Ledit Charles aussi nous avait franchement épaté, le patron et moi ! Au pire du tohu-bohu, voyant que le patron s’en sortait pas, il était allé extraire sa propre caisse à outil de la pointe avant, ce qu’était déjà une sacrée performance vu mes mouvements désordonnés et rageurs dans cette mer hachée… Faut dire que mon gréement dormant, il était d’époque à 90% quasiment… Les ridoirs étaient grippés, les clavettes soudées dans leur logement par la corrosion, les axes matés par la fatigue… Les outils du patron, ils étaient pas vraiment fait pour ça… Tandis que le morceau de scie à métaux « réaffutée rasoir», la queue de rat pétée net pour chasser les goupilles et la massette à manche court de la caisse de Charles, maniés avec la dextérité de celui dont ce sont les outils de base, ont fini, eux, par gagner la partie… La Géraldine en retrait, agrippée au projo qu’elle braquait coute que coute sur les quatre mains affairées autour de ces blocages têtus qui cédaient les uns après les autres aux efforts des deux compères arc-boutés sur les petits outils providentiels de Charles….

Bref, c’est là-dessus qu’il s’est basé le patron pour faire son plan. Puisque Charles était foutu de se sortir d’à peu près n’importe quoi avec sa caisse à outils improbable, c’est lui qui garderait le bateau. Et puisque Charles à côté de ça était capable de se prendre des cuites épouvantables, Géraldine, depuis son atelier qui n’était distant que de trois ou quatre cents mètres veillerait au grain…

Le patron lui partait à La Rochelle, où il faudrait refaire mât, bôme, voiles, étai, haubans et tous les accessoires… Fourrer tout ça dans un container et l’expédier sur Maurice…

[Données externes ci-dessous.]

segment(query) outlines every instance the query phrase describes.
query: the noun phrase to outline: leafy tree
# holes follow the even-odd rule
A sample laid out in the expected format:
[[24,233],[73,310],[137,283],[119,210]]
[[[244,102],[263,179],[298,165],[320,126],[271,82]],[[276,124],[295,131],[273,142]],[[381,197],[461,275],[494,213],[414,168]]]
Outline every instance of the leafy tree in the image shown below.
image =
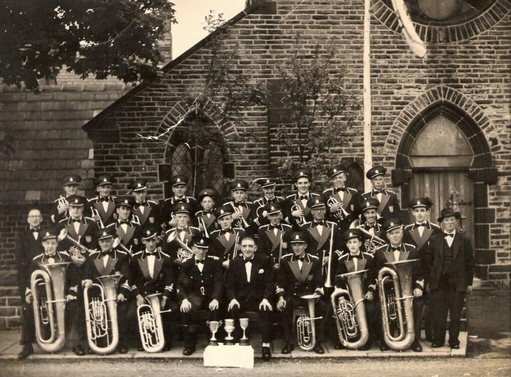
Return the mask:
[[168,0],[24,0],[0,3],[0,78],[37,91],[63,67],[85,78],[154,79],[157,41],[175,22]]
[[291,177],[307,166],[315,185],[324,183],[329,167],[340,160],[360,109],[356,95],[344,88],[334,42],[311,51],[297,35],[292,53],[278,67],[282,105],[289,116],[278,126],[277,139],[286,155],[277,159],[277,167],[282,176]]

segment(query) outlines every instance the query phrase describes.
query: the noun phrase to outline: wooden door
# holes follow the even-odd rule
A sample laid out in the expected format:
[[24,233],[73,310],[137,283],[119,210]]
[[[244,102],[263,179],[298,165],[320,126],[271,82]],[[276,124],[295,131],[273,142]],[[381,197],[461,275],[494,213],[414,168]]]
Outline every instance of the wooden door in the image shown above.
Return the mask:
[[[429,196],[433,206],[430,211],[430,221],[437,224],[440,211],[448,204],[456,210],[459,206],[462,218],[462,231],[474,242],[473,190],[472,182],[467,171],[434,171],[430,170],[413,171],[409,183],[410,197],[408,201],[416,197]],[[459,194],[453,200],[450,198],[453,190]],[[453,202],[454,202],[454,205]],[[407,205],[408,202],[404,203]],[[414,221],[410,213],[410,222]]]

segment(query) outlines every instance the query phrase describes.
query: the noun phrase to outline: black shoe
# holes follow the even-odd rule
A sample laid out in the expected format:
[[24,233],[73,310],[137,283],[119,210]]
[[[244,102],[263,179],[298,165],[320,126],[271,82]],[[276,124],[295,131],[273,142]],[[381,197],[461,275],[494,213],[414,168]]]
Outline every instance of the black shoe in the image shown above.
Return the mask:
[[319,355],[322,355],[324,353],[324,350],[323,349],[323,346],[321,345],[319,342],[316,343],[316,346],[314,347],[314,352]]
[[284,345],[284,348],[282,348],[282,353],[284,355],[287,355],[293,349],[294,349],[294,343],[288,342]]
[[27,344],[23,346],[21,351],[18,354],[18,359],[22,360],[26,359],[29,356],[34,353],[34,348],[32,348],[32,344]]
[[417,339],[413,341],[410,348],[413,352],[422,352],[422,347]]
[[269,360],[271,359],[271,352],[270,351],[269,347],[263,347],[263,360]]
[[80,345],[80,344],[73,347],[73,351],[75,352],[75,355],[77,356],[83,356],[85,354],[85,351],[83,350],[83,348],[82,348],[82,346]]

Et c’est comme ça que ça s’est passé ! Cap'tain Philip est revenu un mois plus tard, avec déjà pas mal de trucs dans sa besace pour commencer à bosser… Des tas de trucs qu’avaient rien à voir avec mon gréement mais que j’étais rudement content de voir rénover par mes deux spécialistes ! Ils ont commencé par me refaire des toilettes nickel, comme neuves, même ! Ils ont refait les plateformes de manœuvres arrière, toutes les étanchéités, fermetures de capot et autres… Et puis Giovanni s’en est mêlé, a refait le tableau électrique, remis en route toutes les pompes, repris le câblage un peu partout où ça battait de l’aile… Et puis Franck est arrivé à son tour… Il m’a reconstitué une vraie pharmacie de bord, avec toutes les atèles et bandages possibles… On avait du temps, beaucoup, car le container n’arriverait à Maurice que deux mois plus tard. Du coup on a peaufiné, refait les banquettes du cockpit en latte de nanto, un bois malgache magnifique, dur comme le bois de fer, mais d’un bel orangé. Charles a laissé libre court à ses talents d’ébéniste, portes de placard ouvragées, coffres profilés, caillebotis en hintsy, une autre essence malgache beaucoup plus lumineuse que le teck…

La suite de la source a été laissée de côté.